Oriana Fallaci

    The lioness is dead. She didn’t die as a teenage resistance fighter when, as a member of the Tuscan anti-fascist underground, she carried messages and explosives in Nazi Florence. She did not die at the execution wall in Mexico City in 1968, although she was shot and left for dead. She didn’t die reporting from the world’s worst war zones, she was not killed by the powerful who came to tremble at her pen, nor by the fatwa issued by an Islamic jihadist calling for her death.

    Margaret Talbot profiled Fallaci in the New Yorker in a carefully crafted and memorable piece entitled “The Agitator”.

    “For two decades, from the mid-nineteen-sixties to the mid-nineteen-eighties, Fallaci was one of the sharpest political interviewers in the world. Her subjects were among the world’s most powerful figures: Yasir Arafat, Golda Meir, Indira Gandhi, Haile Selassie, Deng Xiaoping. Henry Kissinger, who later wrote that his 1972 interview with her was “the single most disastrous conversation I have ever had with any member of the press,” said that he had been flattered into granting it by the company he’d be keeping as part of Fallaci’s “journalistic pantheon.” It was more like a collection of pelts: Fallaci never left her subjects unskinned.

    Michael Leeden

    “She was a freedom fighter to her core, having descended from a proud line of such people. She had an anarchist grandfather and an anti-fascist father (once scheduled for execution) and a mother tough as nails…She was one of the all-time great nonconformists, she fought tyranny wherever she saw it and she challenged evil, especially in the hands of hypocrites, as soon as she detected its rotten odor.
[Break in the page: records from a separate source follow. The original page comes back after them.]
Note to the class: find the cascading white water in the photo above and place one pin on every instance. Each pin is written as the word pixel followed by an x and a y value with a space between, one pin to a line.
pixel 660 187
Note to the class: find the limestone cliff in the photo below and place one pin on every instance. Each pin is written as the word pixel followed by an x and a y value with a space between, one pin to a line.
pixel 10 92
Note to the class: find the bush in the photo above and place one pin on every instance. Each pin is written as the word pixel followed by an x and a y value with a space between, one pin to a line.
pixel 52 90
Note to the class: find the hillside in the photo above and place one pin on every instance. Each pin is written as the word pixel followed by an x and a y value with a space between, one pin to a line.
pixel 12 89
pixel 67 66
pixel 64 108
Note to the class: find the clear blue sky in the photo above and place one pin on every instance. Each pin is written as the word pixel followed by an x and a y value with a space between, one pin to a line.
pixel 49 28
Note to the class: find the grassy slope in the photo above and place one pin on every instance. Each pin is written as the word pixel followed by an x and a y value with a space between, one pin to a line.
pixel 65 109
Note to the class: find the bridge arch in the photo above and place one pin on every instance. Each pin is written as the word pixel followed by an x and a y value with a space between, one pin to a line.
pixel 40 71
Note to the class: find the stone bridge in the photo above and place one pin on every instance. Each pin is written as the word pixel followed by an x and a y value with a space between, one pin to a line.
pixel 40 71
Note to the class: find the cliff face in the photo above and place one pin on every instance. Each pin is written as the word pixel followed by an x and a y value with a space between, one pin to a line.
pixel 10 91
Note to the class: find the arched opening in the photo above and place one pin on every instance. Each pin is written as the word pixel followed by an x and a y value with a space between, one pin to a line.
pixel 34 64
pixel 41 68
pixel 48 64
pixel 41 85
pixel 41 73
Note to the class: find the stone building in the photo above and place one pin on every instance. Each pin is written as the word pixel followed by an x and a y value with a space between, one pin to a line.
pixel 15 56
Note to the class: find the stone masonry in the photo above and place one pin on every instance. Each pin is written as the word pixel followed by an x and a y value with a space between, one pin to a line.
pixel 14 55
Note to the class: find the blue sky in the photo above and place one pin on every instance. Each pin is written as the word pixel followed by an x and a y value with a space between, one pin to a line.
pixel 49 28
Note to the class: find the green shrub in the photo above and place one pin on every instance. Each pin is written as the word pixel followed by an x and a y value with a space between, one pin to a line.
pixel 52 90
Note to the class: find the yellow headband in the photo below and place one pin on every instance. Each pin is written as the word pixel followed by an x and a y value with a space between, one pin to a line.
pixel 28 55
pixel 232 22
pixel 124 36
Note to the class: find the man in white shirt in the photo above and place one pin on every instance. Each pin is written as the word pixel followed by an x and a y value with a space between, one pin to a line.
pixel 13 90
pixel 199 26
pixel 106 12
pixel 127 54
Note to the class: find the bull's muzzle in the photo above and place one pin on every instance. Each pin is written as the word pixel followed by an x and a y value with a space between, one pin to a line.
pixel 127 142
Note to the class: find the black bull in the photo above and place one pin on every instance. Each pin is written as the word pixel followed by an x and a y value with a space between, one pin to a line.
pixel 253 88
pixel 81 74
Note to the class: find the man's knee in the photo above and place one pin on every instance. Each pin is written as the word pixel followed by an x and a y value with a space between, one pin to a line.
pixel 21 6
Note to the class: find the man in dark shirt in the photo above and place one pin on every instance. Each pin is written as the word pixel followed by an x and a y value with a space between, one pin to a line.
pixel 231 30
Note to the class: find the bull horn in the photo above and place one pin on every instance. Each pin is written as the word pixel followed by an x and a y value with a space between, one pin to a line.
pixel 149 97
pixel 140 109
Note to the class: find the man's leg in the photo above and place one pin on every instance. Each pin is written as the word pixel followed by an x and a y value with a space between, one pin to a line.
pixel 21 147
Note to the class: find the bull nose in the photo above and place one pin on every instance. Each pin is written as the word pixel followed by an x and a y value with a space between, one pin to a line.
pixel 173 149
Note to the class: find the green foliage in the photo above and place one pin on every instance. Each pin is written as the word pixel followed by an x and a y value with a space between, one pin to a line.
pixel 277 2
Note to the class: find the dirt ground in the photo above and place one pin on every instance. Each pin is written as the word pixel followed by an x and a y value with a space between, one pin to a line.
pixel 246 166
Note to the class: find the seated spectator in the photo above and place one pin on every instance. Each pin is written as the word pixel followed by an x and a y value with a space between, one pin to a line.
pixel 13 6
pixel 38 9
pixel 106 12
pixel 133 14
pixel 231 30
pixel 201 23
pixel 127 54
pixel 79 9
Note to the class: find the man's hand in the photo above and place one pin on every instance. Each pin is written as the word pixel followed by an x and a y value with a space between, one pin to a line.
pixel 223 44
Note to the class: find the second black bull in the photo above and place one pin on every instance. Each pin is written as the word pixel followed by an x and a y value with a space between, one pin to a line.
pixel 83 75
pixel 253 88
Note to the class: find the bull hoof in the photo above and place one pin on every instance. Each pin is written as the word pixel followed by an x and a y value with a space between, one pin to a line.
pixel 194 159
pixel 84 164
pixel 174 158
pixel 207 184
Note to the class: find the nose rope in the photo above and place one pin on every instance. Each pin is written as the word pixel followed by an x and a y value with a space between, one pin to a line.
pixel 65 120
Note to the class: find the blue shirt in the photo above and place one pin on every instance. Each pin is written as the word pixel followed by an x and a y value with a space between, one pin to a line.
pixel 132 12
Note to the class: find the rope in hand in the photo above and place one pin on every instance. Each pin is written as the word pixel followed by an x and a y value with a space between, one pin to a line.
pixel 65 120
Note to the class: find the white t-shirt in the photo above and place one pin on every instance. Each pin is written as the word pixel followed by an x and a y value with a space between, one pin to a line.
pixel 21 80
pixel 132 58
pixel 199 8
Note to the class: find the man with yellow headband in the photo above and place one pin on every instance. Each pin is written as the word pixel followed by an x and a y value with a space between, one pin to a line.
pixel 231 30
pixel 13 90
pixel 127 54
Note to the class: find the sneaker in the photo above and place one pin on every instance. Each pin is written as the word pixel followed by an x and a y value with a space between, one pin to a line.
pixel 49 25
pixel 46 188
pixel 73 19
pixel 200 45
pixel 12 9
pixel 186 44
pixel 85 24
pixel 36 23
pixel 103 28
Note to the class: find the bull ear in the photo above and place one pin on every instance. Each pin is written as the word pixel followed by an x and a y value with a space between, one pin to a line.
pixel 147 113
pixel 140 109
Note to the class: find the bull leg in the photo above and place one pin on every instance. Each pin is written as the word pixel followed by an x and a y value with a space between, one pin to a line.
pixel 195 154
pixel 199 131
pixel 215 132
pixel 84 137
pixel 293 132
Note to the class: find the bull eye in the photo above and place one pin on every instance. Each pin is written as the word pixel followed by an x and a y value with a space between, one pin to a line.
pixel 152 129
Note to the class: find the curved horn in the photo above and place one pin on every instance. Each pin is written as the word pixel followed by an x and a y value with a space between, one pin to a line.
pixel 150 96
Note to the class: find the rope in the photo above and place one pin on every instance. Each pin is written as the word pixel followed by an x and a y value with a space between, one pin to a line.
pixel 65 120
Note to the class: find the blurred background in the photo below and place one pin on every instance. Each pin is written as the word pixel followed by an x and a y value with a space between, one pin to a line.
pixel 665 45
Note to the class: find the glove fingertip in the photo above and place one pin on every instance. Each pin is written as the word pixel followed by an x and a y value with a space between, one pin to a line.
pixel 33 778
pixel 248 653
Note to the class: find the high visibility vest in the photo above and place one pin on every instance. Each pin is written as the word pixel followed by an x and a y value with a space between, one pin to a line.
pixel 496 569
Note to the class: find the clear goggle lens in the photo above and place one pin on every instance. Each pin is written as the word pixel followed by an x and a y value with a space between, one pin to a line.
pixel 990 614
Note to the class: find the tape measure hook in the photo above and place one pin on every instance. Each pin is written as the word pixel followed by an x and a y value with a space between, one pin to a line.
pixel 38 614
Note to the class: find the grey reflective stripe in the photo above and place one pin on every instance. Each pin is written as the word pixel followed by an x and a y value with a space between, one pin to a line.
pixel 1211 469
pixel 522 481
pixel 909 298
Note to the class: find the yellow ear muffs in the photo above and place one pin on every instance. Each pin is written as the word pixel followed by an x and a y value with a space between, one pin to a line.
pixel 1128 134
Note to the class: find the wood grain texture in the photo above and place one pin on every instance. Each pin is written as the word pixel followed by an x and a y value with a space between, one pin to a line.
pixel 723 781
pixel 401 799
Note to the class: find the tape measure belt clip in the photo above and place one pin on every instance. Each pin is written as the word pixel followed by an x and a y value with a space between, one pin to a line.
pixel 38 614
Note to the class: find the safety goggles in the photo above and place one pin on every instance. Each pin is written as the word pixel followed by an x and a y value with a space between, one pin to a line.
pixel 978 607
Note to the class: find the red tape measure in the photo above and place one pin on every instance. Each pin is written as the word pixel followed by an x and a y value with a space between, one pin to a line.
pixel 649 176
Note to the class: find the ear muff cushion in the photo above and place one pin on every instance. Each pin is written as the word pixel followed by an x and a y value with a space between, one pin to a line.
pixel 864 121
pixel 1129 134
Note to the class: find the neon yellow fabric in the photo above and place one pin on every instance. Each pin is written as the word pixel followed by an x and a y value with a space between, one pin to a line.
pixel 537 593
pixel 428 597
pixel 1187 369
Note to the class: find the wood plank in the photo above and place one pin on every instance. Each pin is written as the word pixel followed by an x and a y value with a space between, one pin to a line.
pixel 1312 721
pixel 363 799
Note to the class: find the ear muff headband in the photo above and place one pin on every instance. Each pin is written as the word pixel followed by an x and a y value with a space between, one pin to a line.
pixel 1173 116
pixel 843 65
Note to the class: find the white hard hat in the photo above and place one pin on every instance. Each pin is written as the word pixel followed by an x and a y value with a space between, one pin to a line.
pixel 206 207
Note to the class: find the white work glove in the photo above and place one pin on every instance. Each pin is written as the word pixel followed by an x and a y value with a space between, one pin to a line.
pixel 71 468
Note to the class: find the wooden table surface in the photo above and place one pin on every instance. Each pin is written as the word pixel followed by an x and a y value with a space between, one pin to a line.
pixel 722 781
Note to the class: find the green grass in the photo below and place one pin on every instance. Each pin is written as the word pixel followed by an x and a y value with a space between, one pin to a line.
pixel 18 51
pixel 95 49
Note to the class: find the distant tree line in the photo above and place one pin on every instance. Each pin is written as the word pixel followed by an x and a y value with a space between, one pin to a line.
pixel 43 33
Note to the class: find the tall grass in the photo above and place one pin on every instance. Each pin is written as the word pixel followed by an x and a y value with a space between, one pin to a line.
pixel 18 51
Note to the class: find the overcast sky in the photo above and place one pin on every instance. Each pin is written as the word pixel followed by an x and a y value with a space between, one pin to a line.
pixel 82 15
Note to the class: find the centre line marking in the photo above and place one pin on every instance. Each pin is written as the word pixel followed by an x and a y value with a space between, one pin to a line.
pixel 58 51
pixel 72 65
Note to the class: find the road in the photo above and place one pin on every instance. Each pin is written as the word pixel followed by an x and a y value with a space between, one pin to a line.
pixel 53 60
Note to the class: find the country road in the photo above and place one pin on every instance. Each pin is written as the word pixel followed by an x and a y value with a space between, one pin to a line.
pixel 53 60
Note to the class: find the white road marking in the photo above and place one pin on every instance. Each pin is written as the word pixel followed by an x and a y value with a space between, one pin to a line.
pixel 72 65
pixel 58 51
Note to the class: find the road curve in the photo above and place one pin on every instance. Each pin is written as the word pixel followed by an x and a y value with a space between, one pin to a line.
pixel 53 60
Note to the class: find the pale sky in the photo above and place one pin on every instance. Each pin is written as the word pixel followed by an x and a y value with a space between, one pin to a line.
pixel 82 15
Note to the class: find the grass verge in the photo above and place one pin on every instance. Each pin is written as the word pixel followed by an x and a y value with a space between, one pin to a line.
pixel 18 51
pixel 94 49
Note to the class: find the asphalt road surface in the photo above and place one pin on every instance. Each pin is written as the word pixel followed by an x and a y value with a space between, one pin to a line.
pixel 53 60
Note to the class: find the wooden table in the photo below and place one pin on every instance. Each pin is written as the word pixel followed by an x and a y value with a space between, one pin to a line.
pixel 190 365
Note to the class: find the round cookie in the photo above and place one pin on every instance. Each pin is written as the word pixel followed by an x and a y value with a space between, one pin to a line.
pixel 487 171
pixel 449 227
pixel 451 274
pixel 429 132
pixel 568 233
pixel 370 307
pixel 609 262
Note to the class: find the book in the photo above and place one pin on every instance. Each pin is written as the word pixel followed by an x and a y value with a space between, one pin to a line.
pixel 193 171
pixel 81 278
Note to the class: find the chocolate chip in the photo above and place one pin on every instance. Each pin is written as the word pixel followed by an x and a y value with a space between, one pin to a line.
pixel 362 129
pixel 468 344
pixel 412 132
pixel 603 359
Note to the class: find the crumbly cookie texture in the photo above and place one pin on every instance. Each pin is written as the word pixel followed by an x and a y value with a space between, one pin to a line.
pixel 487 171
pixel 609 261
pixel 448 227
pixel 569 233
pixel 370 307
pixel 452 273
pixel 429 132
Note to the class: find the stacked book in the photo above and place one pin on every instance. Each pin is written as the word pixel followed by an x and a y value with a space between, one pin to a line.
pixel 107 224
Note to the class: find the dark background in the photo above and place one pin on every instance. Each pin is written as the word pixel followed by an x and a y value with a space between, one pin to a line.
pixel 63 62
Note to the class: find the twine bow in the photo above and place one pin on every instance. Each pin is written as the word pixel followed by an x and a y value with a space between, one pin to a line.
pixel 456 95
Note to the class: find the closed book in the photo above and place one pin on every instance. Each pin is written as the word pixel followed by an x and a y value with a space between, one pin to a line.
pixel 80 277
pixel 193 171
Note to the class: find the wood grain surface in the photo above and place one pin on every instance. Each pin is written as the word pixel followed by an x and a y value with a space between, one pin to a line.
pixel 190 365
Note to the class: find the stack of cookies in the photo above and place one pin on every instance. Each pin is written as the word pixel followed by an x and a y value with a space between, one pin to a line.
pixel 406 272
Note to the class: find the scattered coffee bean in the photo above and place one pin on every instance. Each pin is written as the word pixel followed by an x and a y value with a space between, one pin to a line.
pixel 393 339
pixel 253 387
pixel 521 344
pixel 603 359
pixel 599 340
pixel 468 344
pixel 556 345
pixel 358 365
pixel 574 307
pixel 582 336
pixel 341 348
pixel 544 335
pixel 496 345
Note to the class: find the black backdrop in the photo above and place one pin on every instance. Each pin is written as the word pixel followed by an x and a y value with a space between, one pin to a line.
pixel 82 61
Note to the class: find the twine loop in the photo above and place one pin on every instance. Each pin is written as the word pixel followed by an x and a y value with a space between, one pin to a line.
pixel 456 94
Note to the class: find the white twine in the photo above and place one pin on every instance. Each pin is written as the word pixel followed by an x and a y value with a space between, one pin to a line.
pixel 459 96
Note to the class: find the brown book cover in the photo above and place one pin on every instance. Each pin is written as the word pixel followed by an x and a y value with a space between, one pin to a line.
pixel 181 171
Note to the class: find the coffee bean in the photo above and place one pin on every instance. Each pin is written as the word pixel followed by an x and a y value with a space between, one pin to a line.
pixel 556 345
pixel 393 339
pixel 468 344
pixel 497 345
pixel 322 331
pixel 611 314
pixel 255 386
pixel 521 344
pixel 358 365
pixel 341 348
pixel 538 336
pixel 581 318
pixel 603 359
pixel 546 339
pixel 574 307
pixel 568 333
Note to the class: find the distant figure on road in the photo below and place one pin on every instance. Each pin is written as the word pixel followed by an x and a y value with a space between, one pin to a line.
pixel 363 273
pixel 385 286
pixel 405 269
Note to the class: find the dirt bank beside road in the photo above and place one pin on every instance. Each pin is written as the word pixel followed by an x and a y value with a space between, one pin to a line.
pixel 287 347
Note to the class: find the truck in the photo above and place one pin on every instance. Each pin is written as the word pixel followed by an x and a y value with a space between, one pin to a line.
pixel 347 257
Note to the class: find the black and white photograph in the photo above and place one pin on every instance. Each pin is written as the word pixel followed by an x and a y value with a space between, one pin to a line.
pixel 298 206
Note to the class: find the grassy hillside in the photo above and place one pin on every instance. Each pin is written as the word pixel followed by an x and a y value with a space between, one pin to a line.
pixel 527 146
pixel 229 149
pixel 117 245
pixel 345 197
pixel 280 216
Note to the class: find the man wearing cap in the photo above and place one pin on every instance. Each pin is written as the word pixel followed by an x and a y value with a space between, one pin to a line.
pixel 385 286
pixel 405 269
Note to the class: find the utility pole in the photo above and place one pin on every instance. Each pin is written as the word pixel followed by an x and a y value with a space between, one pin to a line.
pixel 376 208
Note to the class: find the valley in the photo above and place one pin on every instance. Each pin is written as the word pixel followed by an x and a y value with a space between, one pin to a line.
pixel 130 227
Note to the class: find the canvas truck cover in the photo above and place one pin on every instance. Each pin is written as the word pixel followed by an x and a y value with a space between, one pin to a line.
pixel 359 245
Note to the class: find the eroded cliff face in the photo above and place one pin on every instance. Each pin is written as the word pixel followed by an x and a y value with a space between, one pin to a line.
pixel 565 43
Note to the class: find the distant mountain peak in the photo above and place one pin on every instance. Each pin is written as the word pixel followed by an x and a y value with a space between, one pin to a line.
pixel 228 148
She had a rare mixture of that amazing feminine sixth sense for phonies, and a ruthless objectivity that forced her to recognize positive qualities in even the most evil people, as when she spotted a kind of elegance and brilliance in the Ayatollah Khomeini.

    Those who know Italy will recognize Oriana as the quintessential Tuscan, right out of the texts: tough, intellectually brutal, brilliantly and eloquently disparaging of anyone who doesn’t meet impossibly high standards, utterly loyal to “the cause.”

    Victor Hansen:

    “Rarely has the death of a public intellectual affected me as much as the passing of Oriana Fallaci…The story of her career is well known, but her death, at this pivotal time, was full of paradoxes and yet instruction as well.

    Radical Islam is, among other things, a patriarchal movement, embedded particularly in the cult of the Middle-Eastern male, who occupies a privileged position in a society that can be fairly described as one of abject gender apartheid. Islamism is also at war with the religious infidel, not just the atheist-and, in its envy and victimhood, fueled by a renewal of the age-old hatred of the Christian.

    But so far, with very few exceptions other than the lion, Christopher Hitchens, the courageous William Shawcross, and a few others, the Left has either been neutral or anti-American in this struggle. And few Christians in positions of influence and respect have publicly defended their faith and the civilization that birthed it.

    Wall Street Journal editor Tunku Varadarajan called her

    “the toughest nut, the primordial female ballbuster journalist” noting that “She was not always the nicest gal… in fact, she was, by some considerable distance, the most difficult, exasperating and intransigent author I have ever worked with. She was also, by some distance, the most exhilarating, and the most perfectionist.”

    “Oriana Fallaci was a modern Tom Paine — a committed partisan of human freedom who gave her enemies no quarter — whether they were Christian or Islamic, old or young, European or otherwise. She could literally smell authoritarian ideologies from across the room.

    The Economist

    …”abusers of power” both fascinated and repelled her. She dwelled on Yasser Arafat’s swollen belly and his red, fleshy lips; she thought Khomeini the most handsome old man she had ever seen. As she talked to Werner von Braun, a former Nazi who was then directing America’s space programme, she realised that his sweet-sour smell was the same lemon disinfectant soap used by the Nazis in Florence.

    She could always sniff out tyranny, and after that September morning in Manhattan, she knew definitively where it lay. Suddenly she was in the front line again, solid with her adored America against the Muslim enemy. “Duty to her culture” required her to write for hours at a stretch in furious isolation, living on cigarillos and on her nerves, to produce books called ” The Rage and the Pride” and ” The Force of Reason”, her “weapons of truth”

    She mourned the slow death of Western civilisation, its lack of pride and self-esteem, its cowardice before the Muslim “hordes”. If terrorists were prepared to die for Islam, she would have the passion to oppose them. Her words carried the ring of deliberate provocation, challenging the Islamists to put a fatwa on her and raise a sword to behead her. In which case, before the bastards dared, she would toss back her hair, fix them with a glare and declare, in her best Italian snarl, “Fuck you.”